Historisch overzicht

Industriële Revolutie

Zie Industriële revolutie voor het hoofdartikel over dit onderwerp.
Een Britse ijzerfabriek rond 1850

De Industriële revolutie begon in Groot-Brittannië rond het jaar 1760. Waar producten voorheen met de hand gemaakt werden, konden zij nu op grote schaal in fabrieken geproduceerd worden. Dit was niet alleen sneller, maar ook goedkoper. De uitvinding van de stoommachine zorgden ervoor dat dit mogelijk werd. Toen koningin Victoria aan de macht kwam was de Industriële revolutie al overal in Engeland doorgebroken. Veel personen verhuisden van het platteland naar de steden (verstedelijking), waar de fabrieken stonden.

De stoommachine werd ook gebruikt voor de stoomtrein en de stoomboot.
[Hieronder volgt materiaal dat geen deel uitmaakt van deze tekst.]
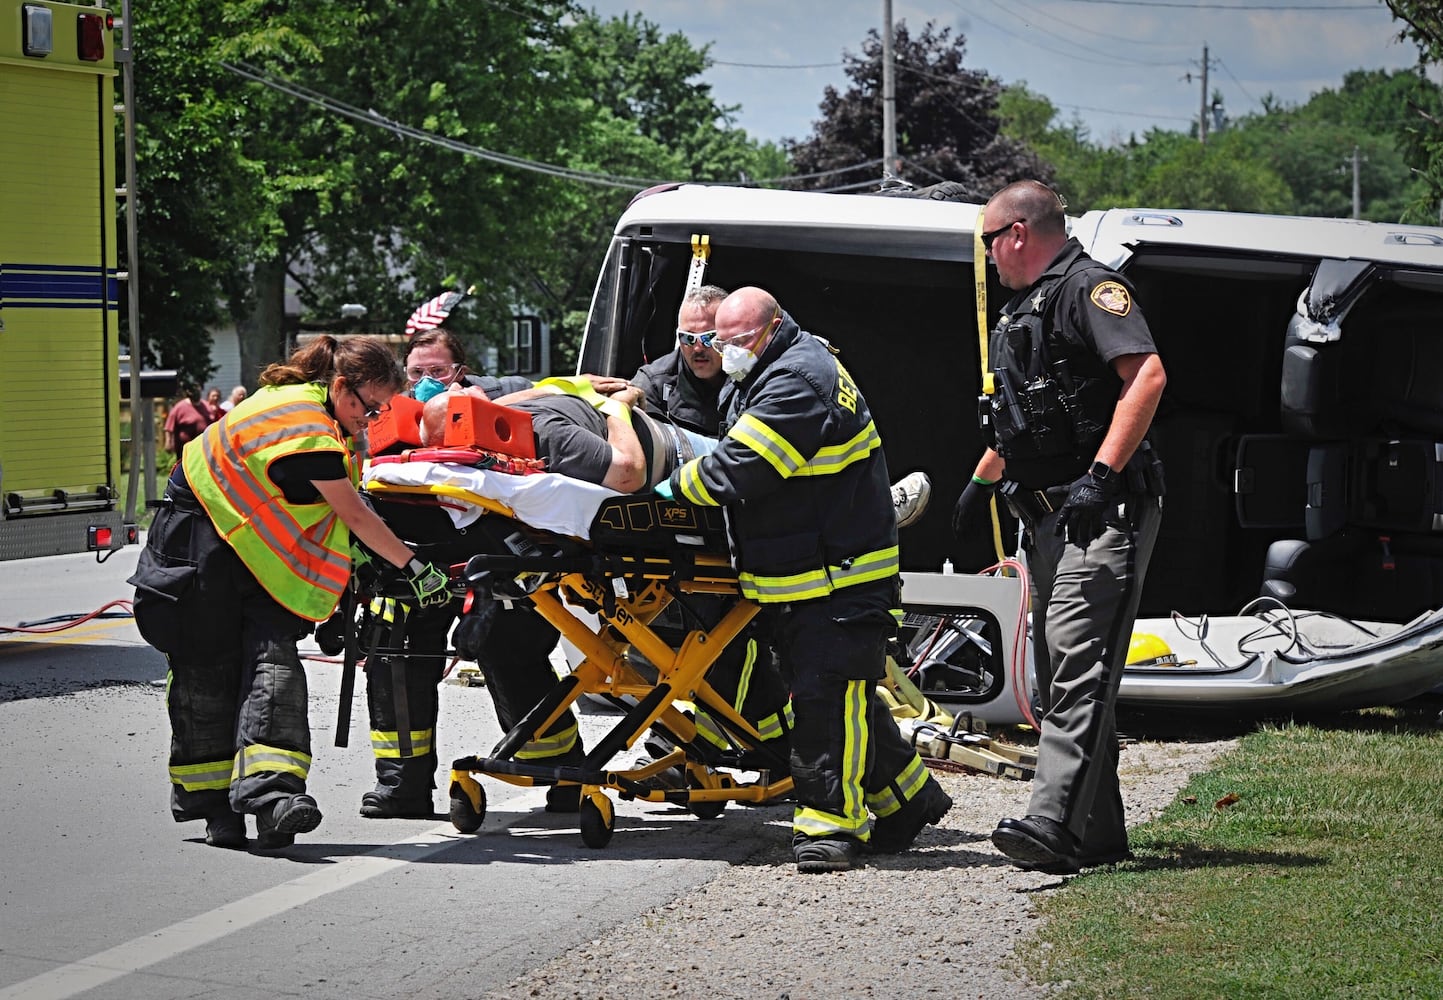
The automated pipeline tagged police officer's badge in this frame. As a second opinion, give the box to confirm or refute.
[1090,281,1131,316]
In Engeland werden veel spoorwegen en kanalen aangelegd. Hierdoor werd vervoer een stuk sneller. Dit zorgde voor meer handel. Niet alleen in het Verenigd Koninkrijk introduceerden de Britten deze technieken. Later werden ze overgebracht naar de Britse koloniën (zoals India), de Verenigde Staten en het Europees continent (waaronder Nederland en België).

Binnenlandse politiek

William Ewart Gladstone (rechts afgebeeld) en Benjamin Disraeli (links afgebeeld) hadden vaak ruzie met elkaar, wat leidde tot heftige debatten.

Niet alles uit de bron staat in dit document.